The study, involving 1215 University of Melbourne students, found less than half correctly identified 35-39 years as the age at which female fertility declines significantly and less than one in five correctly identified 45-49 years as the age when male fertility declines.
Having children was equally important to the male and female students surveyed. Many wanted to complete their families before a significant decline in fertility occurred while also expecting to achieve many other life goals before becoming parents.
Women were more likely than men to rate completing their studies, advancing in their profession, having work that can be combined with parenthood and having access to childcare as important before starting a family.
The paper’s lead author, Dr Eugenie Prior, said: “Our study shows that university students overwhelming want to be parents one day. However, most also have unrealistic expectations of what they want to achieve before having children, whether that be in their career or financially. We need to educate young people about the limits of fertility and support them to become parents at a point that is ideal biologically, while balanced against the life goals they want to achieve.”
Dr Raelia Lew, co-author and reproductive endocrinologist, fertility specialist at the Royal Women’s Hospital and Clinical Senior Lecturer at the University of Melbourne, said the study reflected the attitudes and knowledge of many patients she and her fellow clinicians saw on a daily basis.
“What we’re seeing is a big social disconnect between young people’s views and goals, and biological reality,” Dr Lew said.

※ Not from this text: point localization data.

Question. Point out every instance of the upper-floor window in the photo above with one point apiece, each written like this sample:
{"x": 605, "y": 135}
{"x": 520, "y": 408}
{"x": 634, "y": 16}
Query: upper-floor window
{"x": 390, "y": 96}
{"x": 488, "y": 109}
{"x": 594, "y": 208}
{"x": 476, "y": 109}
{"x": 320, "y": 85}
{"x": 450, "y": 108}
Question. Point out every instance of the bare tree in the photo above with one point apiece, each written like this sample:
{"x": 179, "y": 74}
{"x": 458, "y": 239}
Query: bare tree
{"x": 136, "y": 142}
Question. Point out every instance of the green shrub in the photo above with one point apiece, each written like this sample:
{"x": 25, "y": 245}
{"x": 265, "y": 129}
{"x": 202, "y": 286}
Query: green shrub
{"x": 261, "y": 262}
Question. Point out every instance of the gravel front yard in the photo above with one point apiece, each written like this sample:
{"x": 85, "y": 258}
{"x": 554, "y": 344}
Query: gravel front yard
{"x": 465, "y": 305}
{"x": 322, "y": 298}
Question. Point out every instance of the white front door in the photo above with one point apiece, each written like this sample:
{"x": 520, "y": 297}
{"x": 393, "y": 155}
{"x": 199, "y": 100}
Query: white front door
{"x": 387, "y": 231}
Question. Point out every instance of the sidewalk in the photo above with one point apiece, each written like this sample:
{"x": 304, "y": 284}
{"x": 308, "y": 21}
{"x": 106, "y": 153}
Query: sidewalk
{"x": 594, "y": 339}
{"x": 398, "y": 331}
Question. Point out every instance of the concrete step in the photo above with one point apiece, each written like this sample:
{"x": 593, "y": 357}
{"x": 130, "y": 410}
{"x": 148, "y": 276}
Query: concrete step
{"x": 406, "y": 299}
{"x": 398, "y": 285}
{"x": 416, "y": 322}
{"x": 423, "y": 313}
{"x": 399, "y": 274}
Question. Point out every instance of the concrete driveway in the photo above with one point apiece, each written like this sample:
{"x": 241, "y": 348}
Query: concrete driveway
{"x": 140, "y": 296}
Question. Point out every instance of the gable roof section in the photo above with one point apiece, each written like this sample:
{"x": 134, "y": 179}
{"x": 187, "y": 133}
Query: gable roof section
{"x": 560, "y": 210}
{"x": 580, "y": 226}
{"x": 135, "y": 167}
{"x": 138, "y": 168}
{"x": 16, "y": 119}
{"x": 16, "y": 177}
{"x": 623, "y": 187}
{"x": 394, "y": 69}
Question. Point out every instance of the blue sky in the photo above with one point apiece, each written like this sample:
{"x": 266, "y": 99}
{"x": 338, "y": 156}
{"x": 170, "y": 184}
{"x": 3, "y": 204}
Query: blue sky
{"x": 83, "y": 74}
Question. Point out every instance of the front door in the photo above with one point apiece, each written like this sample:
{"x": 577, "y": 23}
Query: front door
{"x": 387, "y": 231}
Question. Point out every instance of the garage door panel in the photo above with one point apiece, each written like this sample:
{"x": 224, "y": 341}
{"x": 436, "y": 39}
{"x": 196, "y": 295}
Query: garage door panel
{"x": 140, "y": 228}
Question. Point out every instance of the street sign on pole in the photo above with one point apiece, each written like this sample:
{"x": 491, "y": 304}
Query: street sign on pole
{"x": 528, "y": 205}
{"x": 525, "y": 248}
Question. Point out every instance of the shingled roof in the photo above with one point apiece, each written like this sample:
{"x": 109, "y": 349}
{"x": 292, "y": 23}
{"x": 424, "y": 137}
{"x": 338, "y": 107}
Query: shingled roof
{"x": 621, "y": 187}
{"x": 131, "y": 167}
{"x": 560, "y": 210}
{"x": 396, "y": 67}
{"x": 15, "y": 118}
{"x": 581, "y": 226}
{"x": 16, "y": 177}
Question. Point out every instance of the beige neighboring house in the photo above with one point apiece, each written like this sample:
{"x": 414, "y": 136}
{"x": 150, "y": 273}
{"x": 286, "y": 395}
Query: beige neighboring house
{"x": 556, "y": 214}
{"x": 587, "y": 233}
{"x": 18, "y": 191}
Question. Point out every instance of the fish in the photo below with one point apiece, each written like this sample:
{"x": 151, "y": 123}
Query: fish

Louise Johnson, co-author and chief executive of the Victorian Assisted Reproductive Treatment Authority (VARTA), said enhanced community-wide education was crucial in raising awareness among young Australians in order for them to make informed choices.
“We need to educate young people about the limits of fertility and support them to become parents at a point that is ideal biologically, while balanced against the life goals they want to achieve,” Ms Johnson said.
VARTA and Family Planning Victoria have produced a fertility and assisted reproductive treatment teaching resource for schools to raise awareness of the factors affecting fertility.